Total synthesis of certain 2-, 6-mono- and 2,6-disubstituted-tubercidin derivatives. Synthesis of tubercidin via the sodium salt glycosylation procedure.

Direct glycosylation of the sodium salt of 4,6-dichloro- or 4,6-dibromo-2-methylthiopyrrolo[2,3-d]pyrimidine with 2,3,5-tri-O-benzoyl-D-ribofuranosyl bromide gave good yield of the corresponding N7-glycosylated pyrrolo [2,3-d]pyrimidine. The intermediate 4-amino-6-chloro-2-methylthio-7-beta-D-ribofuranosylpyrrolo[2,3-d] pyrimidine provided a new synthetic route to tubercidin, via 6-chlorotubercidin. 6-Chloro-2-methoxytubercidin was also obtained from 10 via the methylsulfone. Application of this glycosylation procedure to 4,6-dichloro- or 4,6-dibromo-2-methylpyrrolo [2,3-d]-pyrimidine also furnished the corresponding N7-glycosyl derivatives with beta-configuration.

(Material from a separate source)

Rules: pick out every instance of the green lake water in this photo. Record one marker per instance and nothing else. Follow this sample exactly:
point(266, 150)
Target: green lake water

Dehalogenation of gave 2-methyl-tubercidin and bromination with bromine in a buffered solution gave 5,6-dihalo-2-methyltubercidin. Several new 2,6-disubstituted tubercidin derivatives were prepared from these glycosyl intermediates. This new sodium salt glycosylation procedure was found to be superior to other procedures for the total synthesis of these halogenated 7-deazapurine nucleosides.